Marico's Steady Growth Amid Economic Shifts
Marico reported steady demand trends and anticipates a gradual improvement in consumer spending. Easing inflation, favorable GST rates, and healthy crop sowing supported such optimism. Despite challenges, Marico achieved high year-on-year revenue growth, with brands like Parachute showing resilience amid elevated input costs.
- Country:
- India
Marico, a leading FMCG company, announced steady demand trends during the December quarter, expressing optimism for a gradual uptick in consumer spending. This confidence is bolstered by factors such as easing inflation, lowered GST rates enhancing affordability, MSP hikes, and a successful crop sowing season.
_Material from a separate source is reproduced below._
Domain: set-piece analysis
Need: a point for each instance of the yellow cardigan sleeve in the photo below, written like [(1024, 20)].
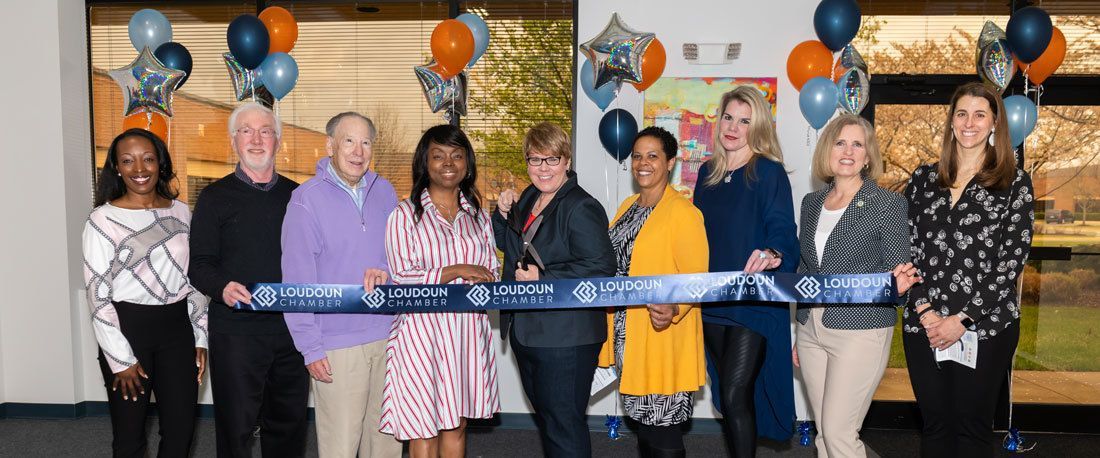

According to Marico's latest updates, the company's India business witnessed high single-digit volume growth, while consolidated year-on-year revenue growth surged into the high twenties, aligning with the company's full-year aspirations. Notably, Parachute brand managed to maintain resilience despite elevated input costs, recording marginal volume declines adjusted for ml-age reductions linked to price hikes.
A muted quarter for Saffola Oils was offset by value-added hair oils growing in the twenties. Marico expects sustained double-digit growth in this sector, supported by strategic investments in mid to premium segments, enhanced reach, and GST rate rationalization. The company's international business also continued its upward trajectory, particularly in Bangladesh, Vietnam, and South Africa.